Apache Flink Increasing Parallelism is not improving the performance

We have a stream of rules that must be run on n number of records stored in a file. Given below is the pseudocode of the Flink job that I have written.

stream
    .flatMap(
        // 1. Reading the file which is a JSON Array and transforming it to a List<Records>
        //    using ObjectMapper
        // 2. Iterating through the list of records and creating a Tuple2<Rule, Record> and
        //    adding it to the collectors.collect()
        // For 1 rule if there were 10000 Records in the file after this flatMap there will be
        // 10000 Tuple2<Rule, Record>
    )
    .rebalance()
    .map(
        // Doing the actual rule processing
    )
    .print();

I have run this as a standalone job with a job manager and one task manager. I have tried adding the parallelism of different values with different numbers of task slots in the task manager but I am getting almost similar performance.

I have tried to run the same job on different machines with different numbers of cores. When the cores are increasing the benchmark gives better results but not when the parallelism is increasing.

Can you please help me with this issue.

Solution

If you dig into this with a profiler you might be able to get a more definitive understanding of what's going on, but perhaps I can offer some insight.

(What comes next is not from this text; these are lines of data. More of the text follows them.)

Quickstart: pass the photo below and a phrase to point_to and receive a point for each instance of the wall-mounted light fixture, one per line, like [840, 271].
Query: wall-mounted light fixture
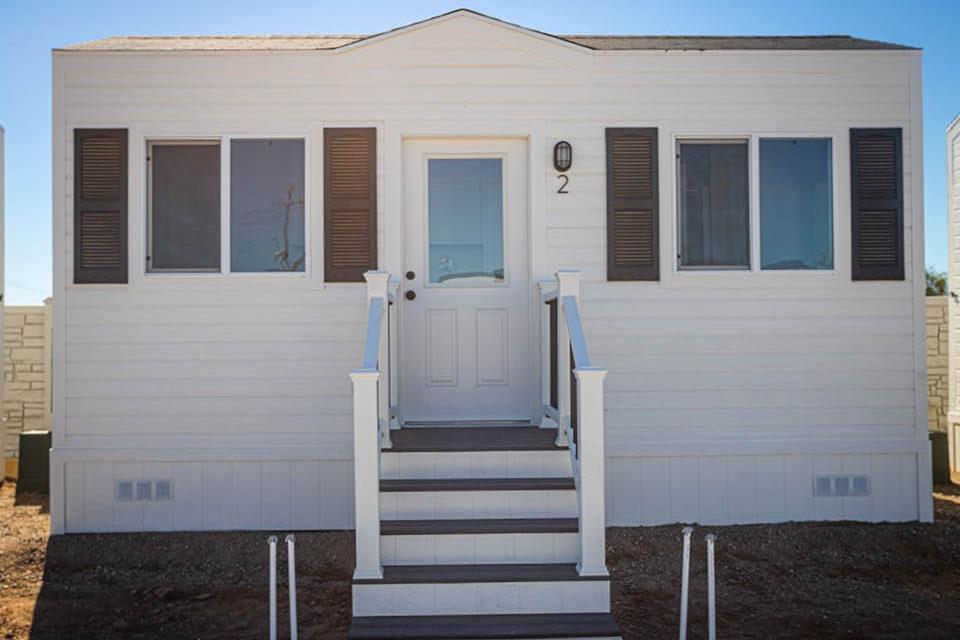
[562, 156]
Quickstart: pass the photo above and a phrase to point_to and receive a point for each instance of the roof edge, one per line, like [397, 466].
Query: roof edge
[469, 13]
[578, 42]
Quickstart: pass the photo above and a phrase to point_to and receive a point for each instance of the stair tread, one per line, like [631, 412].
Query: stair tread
[478, 525]
[479, 484]
[446, 439]
[469, 573]
[485, 627]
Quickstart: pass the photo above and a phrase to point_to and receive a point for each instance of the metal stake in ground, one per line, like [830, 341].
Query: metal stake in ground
[685, 582]
[272, 541]
[292, 575]
[711, 589]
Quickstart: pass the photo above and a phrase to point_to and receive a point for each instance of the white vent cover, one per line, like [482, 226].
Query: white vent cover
[143, 490]
[163, 490]
[841, 486]
[124, 490]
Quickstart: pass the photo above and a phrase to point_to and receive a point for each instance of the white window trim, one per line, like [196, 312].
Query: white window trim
[753, 142]
[225, 272]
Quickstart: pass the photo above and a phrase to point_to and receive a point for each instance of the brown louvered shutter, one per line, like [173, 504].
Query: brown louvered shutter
[633, 251]
[100, 206]
[350, 203]
[876, 175]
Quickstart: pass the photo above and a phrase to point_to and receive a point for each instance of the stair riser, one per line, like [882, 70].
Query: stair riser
[433, 505]
[483, 548]
[482, 464]
[581, 596]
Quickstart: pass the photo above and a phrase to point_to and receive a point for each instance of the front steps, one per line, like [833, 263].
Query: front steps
[479, 539]
[492, 627]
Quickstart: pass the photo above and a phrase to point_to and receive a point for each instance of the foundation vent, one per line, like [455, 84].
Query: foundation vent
[143, 490]
[841, 486]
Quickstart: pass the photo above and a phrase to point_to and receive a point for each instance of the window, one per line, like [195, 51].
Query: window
[465, 211]
[184, 210]
[267, 206]
[714, 205]
[263, 229]
[796, 203]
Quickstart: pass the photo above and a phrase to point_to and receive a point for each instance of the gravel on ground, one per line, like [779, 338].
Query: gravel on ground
[796, 580]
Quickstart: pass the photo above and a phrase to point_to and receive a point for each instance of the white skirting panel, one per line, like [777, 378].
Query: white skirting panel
[210, 495]
[748, 489]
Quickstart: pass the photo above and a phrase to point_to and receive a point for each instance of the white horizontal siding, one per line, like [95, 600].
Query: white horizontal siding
[209, 495]
[751, 489]
[696, 360]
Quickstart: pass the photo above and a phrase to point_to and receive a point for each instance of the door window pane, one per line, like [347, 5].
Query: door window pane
[714, 205]
[184, 207]
[465, 211]
[267, 206]
[796, 204]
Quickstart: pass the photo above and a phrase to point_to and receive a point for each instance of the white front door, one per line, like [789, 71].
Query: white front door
[466, 350]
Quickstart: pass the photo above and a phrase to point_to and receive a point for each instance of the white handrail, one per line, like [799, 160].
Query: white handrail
[581, 406]
[578, 341]
[371, 347]
[371, 423]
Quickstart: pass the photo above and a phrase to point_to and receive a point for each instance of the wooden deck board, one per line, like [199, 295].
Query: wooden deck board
[479, 484]
[469, 573]
[482, 525]
[485, 627]
[439, 439]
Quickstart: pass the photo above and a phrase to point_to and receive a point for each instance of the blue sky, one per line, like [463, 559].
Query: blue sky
[29, 30]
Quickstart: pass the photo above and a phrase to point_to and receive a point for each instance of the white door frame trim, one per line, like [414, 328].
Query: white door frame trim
[396, 139]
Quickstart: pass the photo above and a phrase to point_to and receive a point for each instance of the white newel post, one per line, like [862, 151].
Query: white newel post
[366, 472]
[590, 450]
[367, 411]
[545, 339]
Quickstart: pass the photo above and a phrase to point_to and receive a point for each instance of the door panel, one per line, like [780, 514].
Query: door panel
[466, 350]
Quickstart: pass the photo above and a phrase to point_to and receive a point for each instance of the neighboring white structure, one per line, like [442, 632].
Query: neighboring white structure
[3, 430]
[953, 301]
[757, 303]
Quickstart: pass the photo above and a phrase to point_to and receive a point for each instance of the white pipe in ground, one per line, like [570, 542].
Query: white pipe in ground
[711, 590]
[292, 573]
[272, 541]
[685, 582]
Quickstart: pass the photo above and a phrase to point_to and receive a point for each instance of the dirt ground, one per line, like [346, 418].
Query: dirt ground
[811, 580]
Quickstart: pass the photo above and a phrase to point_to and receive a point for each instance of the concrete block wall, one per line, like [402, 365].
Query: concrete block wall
[26, 372]
[937, 363]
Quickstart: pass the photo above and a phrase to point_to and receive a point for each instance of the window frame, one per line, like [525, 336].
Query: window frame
[730, 140]
[753, 167]
[225, 141]
[199, 142]
[833, 200]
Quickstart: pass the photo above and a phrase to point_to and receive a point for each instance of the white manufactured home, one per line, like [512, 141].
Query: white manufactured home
[953, 301]
[474, 290]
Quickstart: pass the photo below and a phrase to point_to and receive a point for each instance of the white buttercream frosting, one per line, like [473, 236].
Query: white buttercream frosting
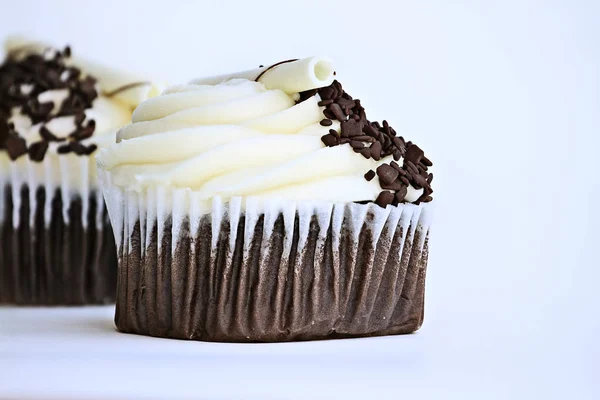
[73, 175]
[230, 136]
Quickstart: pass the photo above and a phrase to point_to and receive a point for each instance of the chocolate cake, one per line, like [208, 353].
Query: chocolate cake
[63, 263]
[264, 206]
[364, 284]
[56, 243]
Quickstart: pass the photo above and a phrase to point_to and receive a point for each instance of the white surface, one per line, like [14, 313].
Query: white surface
[505, 98]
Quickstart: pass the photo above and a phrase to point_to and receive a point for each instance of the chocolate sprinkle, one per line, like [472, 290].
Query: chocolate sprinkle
[376, 141]
[37, 151]
[23, 77]
[370, 175]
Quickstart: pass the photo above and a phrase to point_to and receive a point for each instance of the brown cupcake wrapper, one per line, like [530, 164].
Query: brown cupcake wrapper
[266, 271]
[55, 248]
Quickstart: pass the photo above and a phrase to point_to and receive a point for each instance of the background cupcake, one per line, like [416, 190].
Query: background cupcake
[265, 206]
[56, 246]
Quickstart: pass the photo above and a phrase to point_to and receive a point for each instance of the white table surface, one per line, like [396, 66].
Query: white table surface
[65, 353]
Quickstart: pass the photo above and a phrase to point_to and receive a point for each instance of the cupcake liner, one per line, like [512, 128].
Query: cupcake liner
[257, 270]
[56, 245]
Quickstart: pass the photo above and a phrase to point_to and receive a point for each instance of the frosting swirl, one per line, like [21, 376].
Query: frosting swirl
[233, 136]
[56, 108]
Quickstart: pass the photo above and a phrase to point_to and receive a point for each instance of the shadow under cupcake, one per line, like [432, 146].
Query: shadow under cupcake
[56, 244]
[264, 206]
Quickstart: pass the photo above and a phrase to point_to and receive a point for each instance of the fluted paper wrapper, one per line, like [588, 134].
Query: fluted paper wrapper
[56, 244]
[252, 270]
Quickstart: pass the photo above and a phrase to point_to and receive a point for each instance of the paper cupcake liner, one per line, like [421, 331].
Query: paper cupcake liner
[263, 271]
[56, 244]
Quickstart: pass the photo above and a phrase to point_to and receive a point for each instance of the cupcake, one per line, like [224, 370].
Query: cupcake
[56, 245]
[264, 206]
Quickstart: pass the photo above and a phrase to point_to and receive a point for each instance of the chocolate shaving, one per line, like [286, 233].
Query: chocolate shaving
[376, 141]
[271, 67]
[125, 88]
[37, 151]
[23, 77]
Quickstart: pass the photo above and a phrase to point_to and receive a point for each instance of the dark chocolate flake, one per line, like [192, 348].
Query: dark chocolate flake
[37, 151]
[15, 146]
[337, 112]
[376, 151]
[383, 140]
[414, 153]
[384, 199]
[387, 174]
[329, 140]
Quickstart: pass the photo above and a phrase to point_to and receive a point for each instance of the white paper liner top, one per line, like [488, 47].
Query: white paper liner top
[127, 208]
[73, 175]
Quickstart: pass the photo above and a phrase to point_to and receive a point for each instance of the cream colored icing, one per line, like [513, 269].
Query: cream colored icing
[237, 138]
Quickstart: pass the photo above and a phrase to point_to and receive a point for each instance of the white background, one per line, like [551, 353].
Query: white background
[505, 98]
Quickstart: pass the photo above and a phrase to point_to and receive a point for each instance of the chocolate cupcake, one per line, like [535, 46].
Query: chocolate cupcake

You job has two tasks, connected by a rebalance. The first task is executing the flatmap, and the second task is executing the map and print operators. Each of these tasks runs in a separate thread, so when you run the job with a parallelism of 2, that results in 4 threads that are hopefully keeping 4 cores rather busy running your code. That leaves another 4 cores to handle the additional work being done by the kernel, and for Flink's overhead (e.g., running the job manager).

I would expect somewhat better performance when you increase the parallelism from 2 to 4, so I'm not sure why that isn't the case, but I'm not surprised that 8 cores aren't enough to allow this job to run well with a parallelism of 8.

I suggest you try this without the rebalance. The rebalance is quite expensive, as it's forcing an additional round of serialization and deserialization. If you remove the rebalance then each slot will only use 1 thread, and you may get better overall throughput with a parallelism of 8 than you are currently able to achieve.